We are developing methods that allow the automatic analysis of these images for the discovery of patterns, new knowledge and relations. The present work is applied to 2-dimensional microscopic fluorescent images, but will be continued with 3-d-image and video analysis. The aim of our work is to provide the system with image-analysis, feature-extraction and knowledge-discovery functions that are suited for mining a set of microscopic cell images for the automatic detection of image-interpretation knowledge and then applying this knowledge within the same system for automatic image interpretation of the HEp-2 cell images. At the end the system can work on-line in a pharmaceutical drug discovery process or in a medical laboratory process and automatically interpret the patterns on the cells in the image and calculate quantitative information about the cell pattern. The developed processing functions should make the system flexible enough to deal with different kinds of cell-images and different image qualities and require a minimal number of interactions with the user for knowledge mining. The image-interpretation process is running fully automatically, based on the image-analysis and feature-extraction procedures developed for this kind of image analysis and the learned interpretation knowledge by the developed knowledge-mining procedures.
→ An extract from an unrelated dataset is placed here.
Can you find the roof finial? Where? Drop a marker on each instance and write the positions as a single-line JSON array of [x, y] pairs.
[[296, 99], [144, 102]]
Challenges and Requirements to the Systems

Application-oriented systems that can only solve one specific task are very costly and it takes time to develop them. The success of automatic image-interpretation systems can only be guaranteed when the development effort is as low as possible and when they can be adapted quickly to different needs and tasks. It is preferable that the automatic system not only calculates image features from the images but also maps the measurements to the desired information the user wants to obtain with his experiment. This views High-Content Image Analysis as a pattern recognition and image interpretation problem rather than as an image measurement problem where all possible image features are extracted from the images for further analysis. The pattern or the final information, such as e.g. “do the bacteria co-localize with the lysosomes”, is the central focus of the image analysis and the system should provide all functions that are necessary to achieve this result.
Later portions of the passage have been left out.